Nacional
O resgate da federação: uma agenda prioritária para o desenvolvimento nacional
Criação de estrutura de diálogo permanente entre União, estados e municípios concretizaria ideal presente na Constituição
Fruto da primeira reunião de trabalho realizada no último 27 de janeiro pelo presidente Luiz Inácio Lula da Silva com a participação dos governadores dos estados e do Distrito Federal, a denominada “Carta de Brasília” subscrita pelos participantes constitui um protocolo de intenções em defesa da democracia e da cooperação interinstitucional suprapartidária.
O propósito é o de implementar o desenvolvimento sustentável e o imprescindível acesso aos direitos fundamentais por toda a população, notadamente através do fortalecimento dos consórcios públicos e da criação de um conselho da federação, composto por representantes dos três níveis federativos e destinado a funcionar como um espaço permanente de pactuação democrática em torno da consecução daqueles objetivos, centrais à concretização dos valores da nossa República.
Para além da importante dimensão simbólica extraída da reunião entre o presidente da República e os 27 governadores em prol de uma agenda de convergência institucional em torno do Estado democrático de Direito e suas premissas fundamentais – sobretudo após um período de quatro anos marcado pela ausência de diálogo e confrontos recorrentes entre o governo central e os entes subnacionais, muitos deles arbitrados no âmbito do STF –, a criação de uma estrutura institucional capaz de fomentar o diálogo permanente entre os membros da federação representa uma valiosa oportunidade de concretizar o ideal do federalismo de cooperação presente no texto da Constituição de 1988, mas sempre adiado pela realidade da prática política ao longo das mais de três décadas da promulgação da Carta Magna.
Concebido sob a influência da concepção de Estado social inaugurada em nosso ordenamento pela Carta de 1934 – presente desde então em maior ou menor medida na experiência constitucional pátria –, o federalismo de cooperação surge a partir da necessidade de conjugação de esforços de todas as unidades políticas integrantes da organização do Estado brasileiro para a realização de objetivos de grande relevância social, tais como a garantia do acesso universal à saúde, à educação, à erradicação da pobreza e a promoção da segurança pública, a partir de políticas públicas implementadas de modo concertado entre os atores das diversas esferas político-institucionais do nosso tecido federativo.
Contudo, a dinâmica das interações federativas ao longo da trajetória pós-1988 produziu resultados díspares em termos de articulação em prol da implementação dos objetivos estatais enumerados acima, contendo de um lado exemplos de relativo êxito – sendo o caso mais notável o nosso Sistema Único de Saúde (SUS) – e, por outro lado, uma destacada ausência de operacionalização – caso no qual se pode enquadrar o ainda incipiente Sistema Único de Segurança Pública (SUSP) – a revelar uma baixa capacidade daqueles atores em conjugarem esforços em prol da agenda constitucional conjunta de efetivação dos direitos socioambientais, evidenciada a partir da leitura dos artigos 23 e 24 da Carta de 1988, responsáveis respectivamente pela definição das competências administrativas comuns e legislativas concorrentes.
À luz das experiências desenvolvidas até a presente quadra, parece correto inferir como fator decisivo para o êxito das políticas públicas destinadas a garantir o acesso àqueles direitos a existência de um espaço de efetivo diálogo institucional capaz de materializar a imprescindível pactuação entre o governo central e os diversos governos subnacionais em torno de tais objetivos.

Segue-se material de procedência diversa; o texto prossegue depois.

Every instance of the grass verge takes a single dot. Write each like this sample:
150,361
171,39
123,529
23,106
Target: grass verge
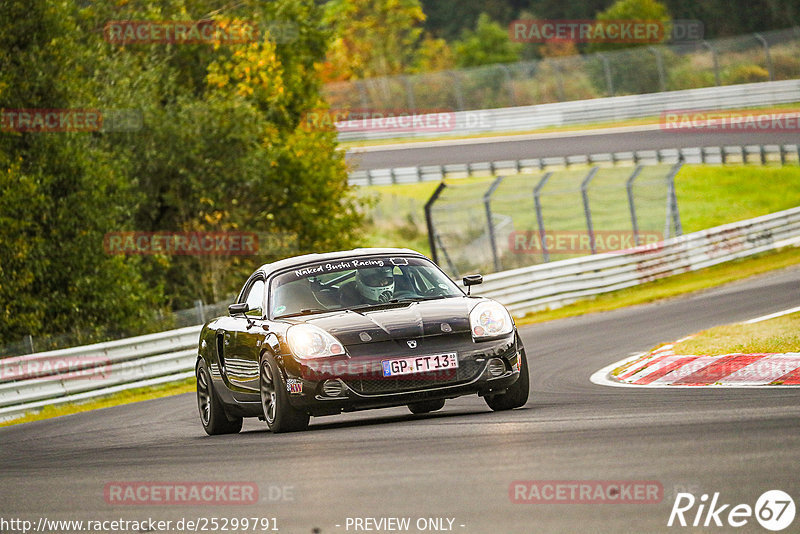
778,335
673,286
124,397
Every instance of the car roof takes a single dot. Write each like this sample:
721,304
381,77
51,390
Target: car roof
288,263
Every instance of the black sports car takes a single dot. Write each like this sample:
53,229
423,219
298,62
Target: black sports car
369,328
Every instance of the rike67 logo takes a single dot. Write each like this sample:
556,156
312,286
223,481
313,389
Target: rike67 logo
774,510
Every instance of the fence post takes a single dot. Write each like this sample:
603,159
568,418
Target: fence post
559,81
507,72
450,263
539,219
487,204
362,93
760,39
457,86
632,203
410,100
429,219
715,59
586,210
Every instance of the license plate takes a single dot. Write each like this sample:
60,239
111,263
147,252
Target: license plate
420,364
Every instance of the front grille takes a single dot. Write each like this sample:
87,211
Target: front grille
467,370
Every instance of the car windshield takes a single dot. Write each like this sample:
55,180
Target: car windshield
357,283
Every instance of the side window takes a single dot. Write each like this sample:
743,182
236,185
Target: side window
255,298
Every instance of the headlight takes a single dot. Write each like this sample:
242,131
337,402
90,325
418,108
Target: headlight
490,319
307,341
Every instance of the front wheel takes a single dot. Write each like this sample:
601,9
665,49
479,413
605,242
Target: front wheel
515,396
212,415
278,413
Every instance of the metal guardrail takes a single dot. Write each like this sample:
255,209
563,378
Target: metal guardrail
167,356
617,108
79,373
711,154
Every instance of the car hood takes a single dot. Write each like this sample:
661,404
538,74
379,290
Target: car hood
417,319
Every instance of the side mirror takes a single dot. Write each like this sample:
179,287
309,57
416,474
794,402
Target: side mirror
239,308
472,280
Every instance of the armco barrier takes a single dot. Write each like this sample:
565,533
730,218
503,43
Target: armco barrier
167,356
616,108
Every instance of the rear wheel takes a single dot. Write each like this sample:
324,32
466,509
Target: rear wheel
278,413
212,415
515,396
426,406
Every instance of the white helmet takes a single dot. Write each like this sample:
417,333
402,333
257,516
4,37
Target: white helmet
375,285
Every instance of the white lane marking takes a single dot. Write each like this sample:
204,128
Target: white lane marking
500,139
772,315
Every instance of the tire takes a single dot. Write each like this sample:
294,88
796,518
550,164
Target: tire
426,406
515,396
212,414
278,413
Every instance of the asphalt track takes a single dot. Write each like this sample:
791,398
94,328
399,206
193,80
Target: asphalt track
457,463
554,145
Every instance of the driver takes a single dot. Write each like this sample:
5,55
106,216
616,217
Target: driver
370,286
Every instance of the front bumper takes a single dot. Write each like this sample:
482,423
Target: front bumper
362,385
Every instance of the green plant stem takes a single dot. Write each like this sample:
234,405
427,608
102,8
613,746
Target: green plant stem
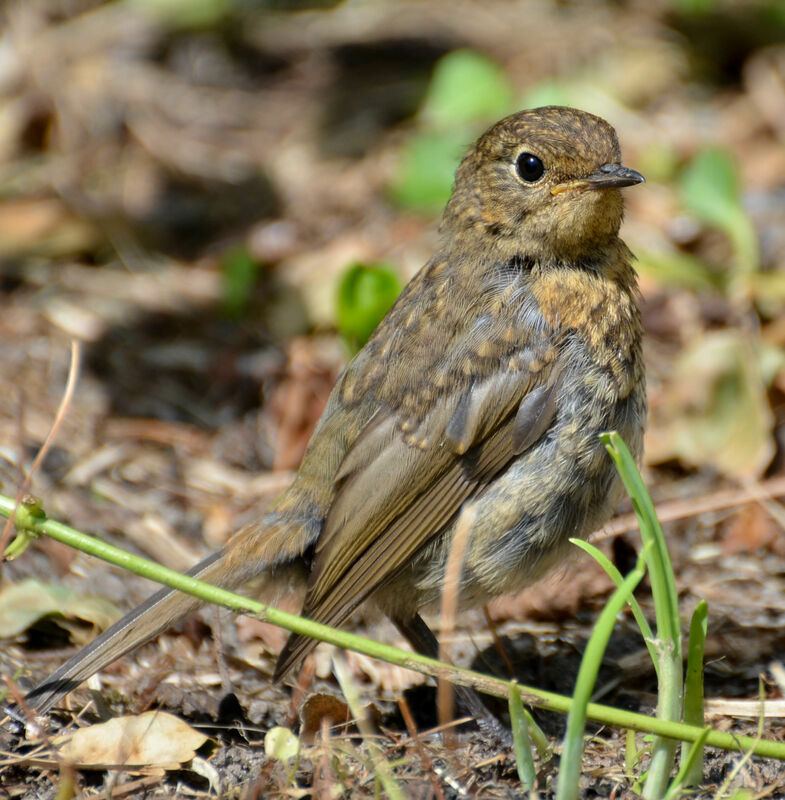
521,741
666,606
37,524
693,692
572,753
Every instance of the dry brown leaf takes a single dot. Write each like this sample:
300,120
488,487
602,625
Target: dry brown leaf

Nesse sentido, a experiência nacional de enfrentamento da calamidade sanitária causada pela Covid-19 representou um exemplo bastante eloquente do quanto a desarticulação entre União, estados e municípios é capaz de comprometer a eficiência da resposta estatal diante dos seus deveres de assegurar a promoção e proteção dos interesses da coletividade expressos no texto constitucional.
Desse modo, a criação de uma estrutura institucional permanente destinada a promover o alinhamento das ações entre os membros da federação em seus três níveis, galvanizando os esforços daqueles atores de modo a conferir máxima efetividade na concretização do interesse público, representaria um aporte relevante para a consolidação de um efetivo federalismo de cooperação em sua aspiração fundamental: a unidade para o desenvolvimento nacional em sintonia com as especificidades regionais e locais.
Tarefa sem dúvida desafiadora e que demandará um demasiado esforço de todos os agentes públicos e instituições envolvidos nesse processo complexo, mas caso seja bem-sucedida, representará um importante passo no resgate do pacto civilizatório firmado pela sociedade brasileira através da Carta de 1988.